In contrast, when you free memory, you're telling the allocator that you no longer want this block of memory any more, and you can continue executing while the allocator does whatever it does to free up that memory - given sufficient address space and memory, it's valid to have an allocator where free is a no-op.
This means that you want those management tasks to be out of the way in the allocation path - you want allocation to be cheap (ideally just giving you a chunk from a free list), with all the complication coming in when memory is freed.
Well, did you read my last paragraph about "pre-ordering" memory so it is available when needed? Mind you, whether all the extra complication involved would pay off in the end, only testing would tell - I certainly have my doubts. To be honest, just now, I am not seriously thinking about implementing anything, but on the other hand, I could change my mind if it seemed like a fun project.

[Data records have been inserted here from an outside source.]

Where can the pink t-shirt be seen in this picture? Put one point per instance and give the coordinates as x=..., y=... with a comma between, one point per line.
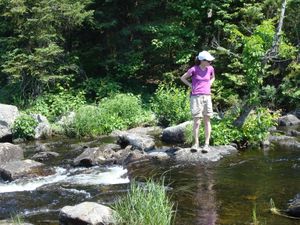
x=201, y=79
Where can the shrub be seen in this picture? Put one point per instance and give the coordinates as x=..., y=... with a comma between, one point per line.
x=257, y=125
x=147, y=205
x=171, y=105
x=97, y=88
x=121, y=111
x=255, y=129
x=54, y=105
x=24, y=127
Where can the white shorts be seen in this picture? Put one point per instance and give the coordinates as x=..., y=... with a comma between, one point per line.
x=201, y=105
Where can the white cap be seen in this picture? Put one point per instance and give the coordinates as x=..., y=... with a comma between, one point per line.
x=205, y=55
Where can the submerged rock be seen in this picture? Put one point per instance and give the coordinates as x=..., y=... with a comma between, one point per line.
x=86, y=213
x=16, y=169
x=185, y=155
x=10, y=152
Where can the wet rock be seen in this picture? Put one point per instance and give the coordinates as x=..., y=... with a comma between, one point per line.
x=185, y=155
x=103, y=155
x=16, y=169
x=10, y=152
x=43, y=129
x=136, y=157
x=288, y=120
x=44, y=156
x=175, y=134
x=294, y=206
x=7, y=222
x=139, y=138
x=86, y=213
x=8, y=114
x=285, y=142
x=295, y=133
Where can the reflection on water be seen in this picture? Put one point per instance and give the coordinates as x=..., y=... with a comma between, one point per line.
x=222, y=193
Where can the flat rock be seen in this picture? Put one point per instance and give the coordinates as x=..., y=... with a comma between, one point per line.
x=185, y=155
x=175, y=134
x=86, y=213
x=16, y=169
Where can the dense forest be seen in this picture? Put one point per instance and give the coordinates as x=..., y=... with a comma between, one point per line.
x=68, y=53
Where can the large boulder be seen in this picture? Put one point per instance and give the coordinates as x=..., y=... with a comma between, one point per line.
x=16, y=169
x=8, y=114
x=185, y=155
x=104, y=155
x=86, y=213
x=288, y=120
x=175, y=134
x=10, y=152
x=139, y=138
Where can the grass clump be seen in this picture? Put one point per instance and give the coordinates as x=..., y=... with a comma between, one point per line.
x=171, y=105
x=121, y=111
x=146, y=204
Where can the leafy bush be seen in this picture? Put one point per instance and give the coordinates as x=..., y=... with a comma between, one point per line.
x=255, y=129
x=121, y=111
x=97, y=88
x=24, y=127
x=55, y=105
x=171, y=105
x=147, y=205
x=257, y=125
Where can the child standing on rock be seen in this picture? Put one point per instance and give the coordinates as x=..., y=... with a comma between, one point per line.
x=202, y=75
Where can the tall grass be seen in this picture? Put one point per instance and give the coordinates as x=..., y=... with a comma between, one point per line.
x=146, y=204
x=17, y=219
x=121, y=111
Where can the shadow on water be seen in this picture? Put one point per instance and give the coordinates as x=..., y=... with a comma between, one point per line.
x=226, y=193
x=223, y=193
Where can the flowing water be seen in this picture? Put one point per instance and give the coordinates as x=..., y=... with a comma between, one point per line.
x=224, y=193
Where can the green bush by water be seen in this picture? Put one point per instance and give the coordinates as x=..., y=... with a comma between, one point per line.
x=171, y=105
x=255, y=129
x=55, y=105
x=24, y=126
x=146, y=204
x=121, y=111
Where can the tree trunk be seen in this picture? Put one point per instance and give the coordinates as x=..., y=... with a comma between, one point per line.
x=271, y=53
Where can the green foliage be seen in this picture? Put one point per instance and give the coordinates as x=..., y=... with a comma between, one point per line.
x=255, y=130
x=55, y=105
x=146, y=204
x=290, y=87
x=257, y=125
x=171, y=104
x=121, y=111
x=24, y=126
x=34, y=51
x=98, y=88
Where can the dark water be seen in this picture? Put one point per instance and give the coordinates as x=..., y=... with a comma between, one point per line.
x=224, y=193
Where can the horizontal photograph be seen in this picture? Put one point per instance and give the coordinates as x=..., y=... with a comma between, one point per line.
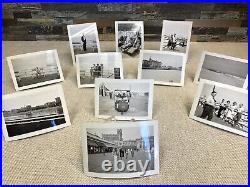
x=223, y=69
x=121, y=149
x=166, y=68
x=221, y=106
x=124, y=99
x=83, y=38
x=176, y=36
x=33, y=112
x=129, y=36
x=98, y=65
x=35, y=69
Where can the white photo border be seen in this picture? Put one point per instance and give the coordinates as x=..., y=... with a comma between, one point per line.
x=99, y=125
x=69, y=27
x=168, y=53
x=12, y=73
x=92, y=54
x=125, y=118
x=196, y=100
x=57, y=88
x=204, y=53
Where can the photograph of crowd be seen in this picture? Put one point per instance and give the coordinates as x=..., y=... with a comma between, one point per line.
x=176, y=36
x=129, y=37
x=35, y=69
x=123, y=150
x=124, y=99
x=166, y=68
x=83, y=38
x=223, y=69
x=98, y=65
x=217, y=104
x=34, y=112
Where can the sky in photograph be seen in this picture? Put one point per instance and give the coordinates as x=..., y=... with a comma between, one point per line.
x=228, y=66
x=128, y=133
x=227, y=94
x=30, y=98
x=34, y=60
x=109, y=60
x=128, y=85
x=181, y=29
x=166, y=59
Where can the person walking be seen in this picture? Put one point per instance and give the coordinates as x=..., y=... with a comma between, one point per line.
x=209, y=106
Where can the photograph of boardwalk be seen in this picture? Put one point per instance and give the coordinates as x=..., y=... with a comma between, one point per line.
x=223, y=106
x=129, y=36
x=124, y=98
x=162, y=67
x=223, y=69
x=34, y=69
x=33, y=112
x=99, y=65
x=176, y=36
x=84, y=38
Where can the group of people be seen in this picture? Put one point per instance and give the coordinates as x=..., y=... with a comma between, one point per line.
x=226, y=110
x=229, y=112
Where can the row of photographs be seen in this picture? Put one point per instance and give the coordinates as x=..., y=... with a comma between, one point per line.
x=165, y=68
x=129, y=37
x=41, y=110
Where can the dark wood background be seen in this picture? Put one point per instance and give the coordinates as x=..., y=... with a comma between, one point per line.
x=47, y=21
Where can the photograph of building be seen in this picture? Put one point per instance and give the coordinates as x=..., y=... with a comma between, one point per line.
x=129, y=37
x=162, y=67
x=98, y=65
x=223, y=69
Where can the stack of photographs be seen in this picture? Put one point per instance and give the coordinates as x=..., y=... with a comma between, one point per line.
x=98, y=65
x=125, y=99
x=121, y=149
x=35, y=69
x=222, y=106
x=33, y=112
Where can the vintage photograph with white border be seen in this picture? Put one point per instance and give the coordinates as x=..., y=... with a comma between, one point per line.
x=83, y=38
x=166, y=68
x=35, y=69
x=34, y=112
x=124, y=99
x=98, y=65
x=224, y=69
x=120, y=149
x=129, y=37
x=221, y=106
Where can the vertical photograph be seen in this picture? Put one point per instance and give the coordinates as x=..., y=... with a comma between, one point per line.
x=124, y=99
x=83, y=38
x=224, y=69
x=33, y=112
x=222, y=106
x=35, y=69
x=98, y=65
x=121, y=149
x=166, y=68
x=129, y=36
x=176, y=36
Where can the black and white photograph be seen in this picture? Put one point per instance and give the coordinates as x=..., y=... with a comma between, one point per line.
x=83, y=38
x=121, y=149
x=35, y=69
x=221, y=106
x=176, y=36
x=224, y=69
x=124, y=99
x=129, y=36
x=98, y=65
x=33, y=112
x=166, y=68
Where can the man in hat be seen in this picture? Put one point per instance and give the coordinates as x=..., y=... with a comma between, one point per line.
x=208, y=109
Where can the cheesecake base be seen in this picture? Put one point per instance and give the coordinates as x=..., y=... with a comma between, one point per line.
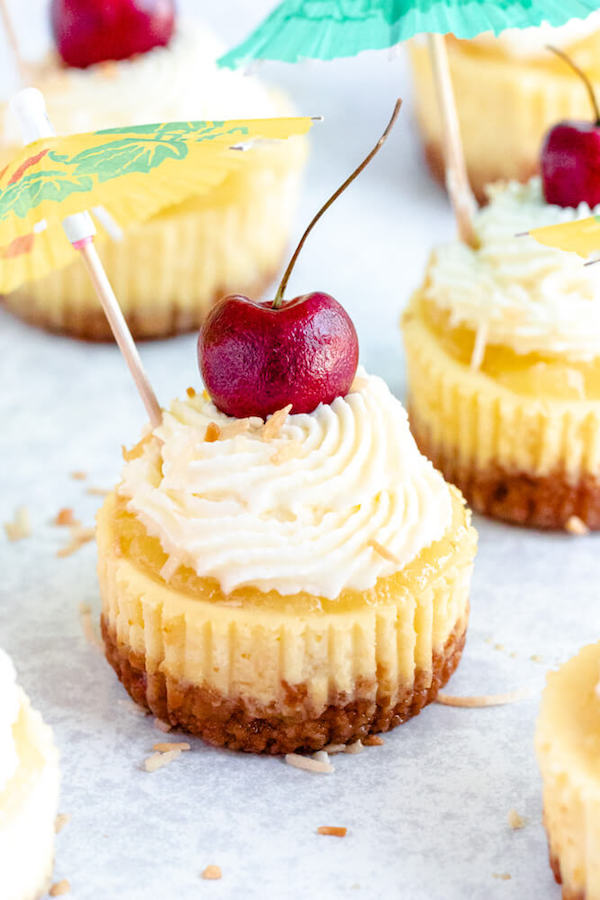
x=521, y=498
x=228, y=721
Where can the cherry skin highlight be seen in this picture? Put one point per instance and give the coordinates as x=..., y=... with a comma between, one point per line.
x=571, y=164
x=93, y=31
x=255, y=359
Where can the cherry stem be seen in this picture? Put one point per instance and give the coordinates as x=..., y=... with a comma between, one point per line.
x=583, y=77
x=286, y=275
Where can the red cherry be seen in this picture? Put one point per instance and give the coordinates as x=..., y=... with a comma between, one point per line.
x=571, y=156
x=93, y=31
x=256, y=358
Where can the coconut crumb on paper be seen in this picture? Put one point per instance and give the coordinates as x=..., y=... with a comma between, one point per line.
x=212, y=873
x=159, y=760
x=61, y=820
x=87, y=626
x=575, y=525
x=275, y=423
x=317, y=766
x=515, y=820
x=20, y=527
x=483, y=700
x=167, y=746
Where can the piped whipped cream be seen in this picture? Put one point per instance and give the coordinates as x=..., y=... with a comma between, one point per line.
x=525, y=296
x=178, y=82
x=329, y=500
x=532, y=43
x=9, y=710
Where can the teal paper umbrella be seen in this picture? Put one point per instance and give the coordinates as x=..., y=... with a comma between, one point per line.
x=328, y=29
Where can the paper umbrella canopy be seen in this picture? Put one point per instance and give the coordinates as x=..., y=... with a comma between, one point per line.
x=129, y=173
x=327, y=29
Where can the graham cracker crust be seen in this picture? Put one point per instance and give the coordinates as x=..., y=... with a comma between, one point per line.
x=567, y=893
x=521, y=498
x=89, y=323
x=479, y=176
x=228, y=722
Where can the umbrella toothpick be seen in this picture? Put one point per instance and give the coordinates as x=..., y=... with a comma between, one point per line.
x=457, y=180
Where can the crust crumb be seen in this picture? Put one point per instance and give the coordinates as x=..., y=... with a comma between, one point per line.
x=515, y=820
x=167, y=746
x=384, y=552
x=65, y=517
x=212, y=873
x=20, y=527
x=373, y=740
x=79, y=537
x=318, y=766
x=87, y=626
x=159, y=760
x=575, y=525
x=275, y=423
x=212, y=433
x=61, y=820
x=483, y=700
x=165, y=727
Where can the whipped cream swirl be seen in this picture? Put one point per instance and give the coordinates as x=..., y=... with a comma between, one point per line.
x=525, y=296
x=329, y=500
x=178, y=82
x=9, y=711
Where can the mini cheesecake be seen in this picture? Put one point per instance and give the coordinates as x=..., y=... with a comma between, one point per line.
x=503, y=354
x=509, y=91
x=280, y=585
x=568, y=751
x=29, y=782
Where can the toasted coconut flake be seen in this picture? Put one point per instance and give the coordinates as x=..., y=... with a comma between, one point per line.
x=484, y=699
x=275, y=423
x=98, y=492
x=575, y=525
x=319, y=767
x=212, y=433
x=79, y=537
x=159, y=760
x=515, y=820
x=167, y=746
x=373, y=740
x=358, y=384
x=65, y=517
x=20, y=527
x=87, y=626
x=232, y=429
x=212, y=873
x=287, y=451
x=165, y=727
x=61, y=820
x=384, y=552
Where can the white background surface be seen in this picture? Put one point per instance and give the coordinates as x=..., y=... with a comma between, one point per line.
x=427, y=812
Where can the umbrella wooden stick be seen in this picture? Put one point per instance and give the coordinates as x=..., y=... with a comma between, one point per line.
x=12, y=39
x=30, y=109
x=457, y=180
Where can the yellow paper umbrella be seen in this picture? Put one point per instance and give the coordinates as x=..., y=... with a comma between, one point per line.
x=129, y=173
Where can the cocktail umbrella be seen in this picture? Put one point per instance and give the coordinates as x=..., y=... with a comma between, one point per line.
x=131, y=173
x=327, y=29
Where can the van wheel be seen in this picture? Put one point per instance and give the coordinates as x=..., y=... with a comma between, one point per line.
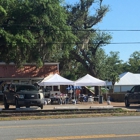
x=127, y=104
x=17, y=105
x=6, y=105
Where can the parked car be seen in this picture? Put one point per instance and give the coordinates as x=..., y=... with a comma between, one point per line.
x=132, y=96
x=22, y=95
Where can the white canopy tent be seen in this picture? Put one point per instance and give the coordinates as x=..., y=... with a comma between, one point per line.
x=55, y=80
x=89, y=80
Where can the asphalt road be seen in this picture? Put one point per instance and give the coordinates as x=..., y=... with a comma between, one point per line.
x=101, y=128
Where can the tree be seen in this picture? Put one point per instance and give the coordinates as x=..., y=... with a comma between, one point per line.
x=133, y=64
x=30, y=30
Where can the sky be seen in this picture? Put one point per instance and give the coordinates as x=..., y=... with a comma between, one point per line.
x=123, y=15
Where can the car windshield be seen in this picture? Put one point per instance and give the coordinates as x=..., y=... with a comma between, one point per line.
x=26, y=88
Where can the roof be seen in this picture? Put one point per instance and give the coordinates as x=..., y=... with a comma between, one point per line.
x=127, y=78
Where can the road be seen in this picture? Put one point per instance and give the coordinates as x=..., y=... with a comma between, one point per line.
x=101, y=128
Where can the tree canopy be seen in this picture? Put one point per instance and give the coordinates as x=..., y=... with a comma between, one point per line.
x=31, y=29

I did, but that sounds like it's reacting to common allocator requests, rather than being the significant mode of allocation; you'd want to treat any case where an allocation request is not met by "pre-ordered" memory as a bug, not as "well, you don't have enough history to pre-order memory yet".
Underlying this is that allocation is always on the critical path for program runtime, whenever you allocate; freeing is not. As a result, anything you do has to allocate swiftly in the absence of any history to enable "pre-ordering", but it can use that history to work out what it should do while freeing.